Yesterday, Amtrak President and Chief Executive Officer Joseph Boardman, Federal Railroad Administrator Joseph Szabo and Siemens Rail Systems President Michael Cahill visited TTCI to observe a testing demonstration.
"These locomotives are the new workhorses of the Amtrak fleet in the Northeast and they must meet our performance-based specifications and reliability needs so we can keep the region's people and economy moving," said Boardman in a press release.
Two locomotives at the facility will undergo a series of tests, including maximum speed runs, acceleration and braking, operating with attached Amtrak passenger coach cars and overall locomotive performance. Additional tests and validation exercises will be conducted as part of the commissioning process to make sure the locomotive operates and performs as designed, Amtrak officials said.
The testing process demonstrates "the extraordinary safety standards" that the Federal Railroad Administration requires manufacturers and railroads to meet when building passenger-rail equipment, said Szabo.

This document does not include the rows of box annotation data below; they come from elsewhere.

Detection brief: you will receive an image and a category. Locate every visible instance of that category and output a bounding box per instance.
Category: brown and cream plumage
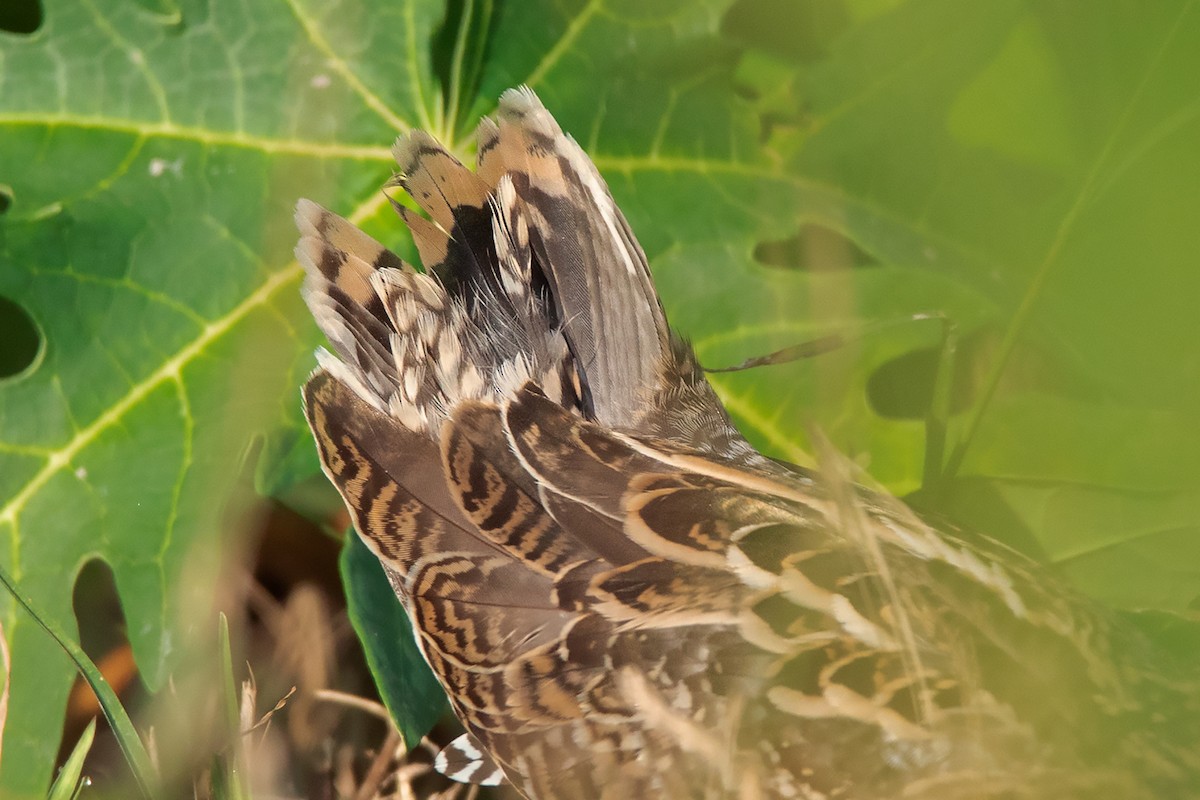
[296,90,1200,800]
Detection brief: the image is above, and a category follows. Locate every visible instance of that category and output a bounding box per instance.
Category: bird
[296,88,1200,800]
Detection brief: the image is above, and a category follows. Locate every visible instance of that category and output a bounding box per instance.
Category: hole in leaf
[0,0,43,35]
[866,333,988,420]
[754,222,878,271]
[58,559,146,778]
[0,295,42,378]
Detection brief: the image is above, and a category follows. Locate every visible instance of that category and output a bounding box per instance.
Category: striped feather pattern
[296,90,1200,800]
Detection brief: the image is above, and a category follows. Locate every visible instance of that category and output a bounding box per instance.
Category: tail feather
[296,90,1200,800]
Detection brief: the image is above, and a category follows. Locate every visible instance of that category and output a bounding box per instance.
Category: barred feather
[296,89,1200,800]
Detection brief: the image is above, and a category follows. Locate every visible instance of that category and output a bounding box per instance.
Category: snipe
[296,90,1200,800]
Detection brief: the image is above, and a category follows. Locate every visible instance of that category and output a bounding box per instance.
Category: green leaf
[338,530,446,747]
[0,0,1200,798]
[46,720,96,800]
[0,569,158,800]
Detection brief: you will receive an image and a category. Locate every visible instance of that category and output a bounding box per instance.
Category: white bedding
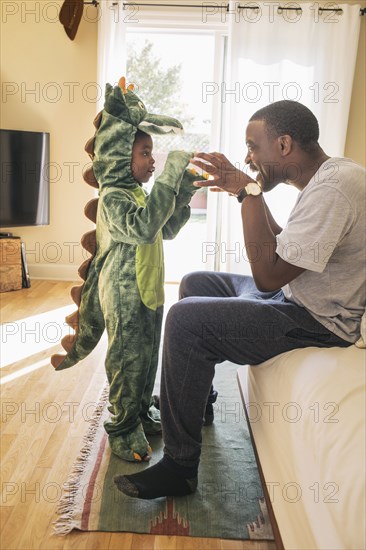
[239,346,366,550]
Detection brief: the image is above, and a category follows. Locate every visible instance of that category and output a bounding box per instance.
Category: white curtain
[97,0,127,111]
[215,2,361,274]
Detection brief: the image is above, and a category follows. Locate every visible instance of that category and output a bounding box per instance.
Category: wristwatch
[236,181,262,202]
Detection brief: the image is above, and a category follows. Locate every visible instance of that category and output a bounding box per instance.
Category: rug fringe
[53,382,109,535]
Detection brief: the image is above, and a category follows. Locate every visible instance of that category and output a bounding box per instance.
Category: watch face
[245,182,262,195]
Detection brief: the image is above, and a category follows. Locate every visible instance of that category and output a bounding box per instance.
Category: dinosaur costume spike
[51,78,206,461]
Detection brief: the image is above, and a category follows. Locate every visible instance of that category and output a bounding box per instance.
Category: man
[115,101,365,499]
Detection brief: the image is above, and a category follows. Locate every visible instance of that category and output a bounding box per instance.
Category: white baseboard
[28,264,82,283]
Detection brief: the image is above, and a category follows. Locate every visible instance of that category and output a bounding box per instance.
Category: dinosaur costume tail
[51,112,105,370]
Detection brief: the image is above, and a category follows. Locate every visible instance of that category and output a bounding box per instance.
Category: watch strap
[236,189,248,202]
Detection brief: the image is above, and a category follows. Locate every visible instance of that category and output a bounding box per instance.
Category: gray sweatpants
[160,271,350,466]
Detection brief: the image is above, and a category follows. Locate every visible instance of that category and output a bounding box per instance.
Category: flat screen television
[0,130,50,228]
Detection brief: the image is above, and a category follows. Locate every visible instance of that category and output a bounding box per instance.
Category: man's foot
[108,424,152,462]
[114,455,197,499]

In addition to the tests at TTCI, a third locomotive will undergo field tests on the Northeast and Keystone corridors this summer, and be used for training Amtrak locomotive engineers and mechanical crews. A fourth locomotive will be tested in a climate-controlled chamber to determine how it performs in extreme temperatures.
Amtrak chose Siemens to design and manufacture 70 next-generation, electric locomotives to replace existing locomotives that have been in service for 25 years or longer. Siemens is assembling the locomotives at its plant in Sacramento, Calif.
The new locomotives will operate at speeds up to 125 mph on the Northeast Corridor along the route between Washington, D.C., New York City and Boston, and at speeds up to 110 mph on the Keystone Corridor between Philadelphia and Harrisburg, Pa.
The new locomotives also will power all long-distance trains operating on the Northeast Corridor, Amtrak officials said.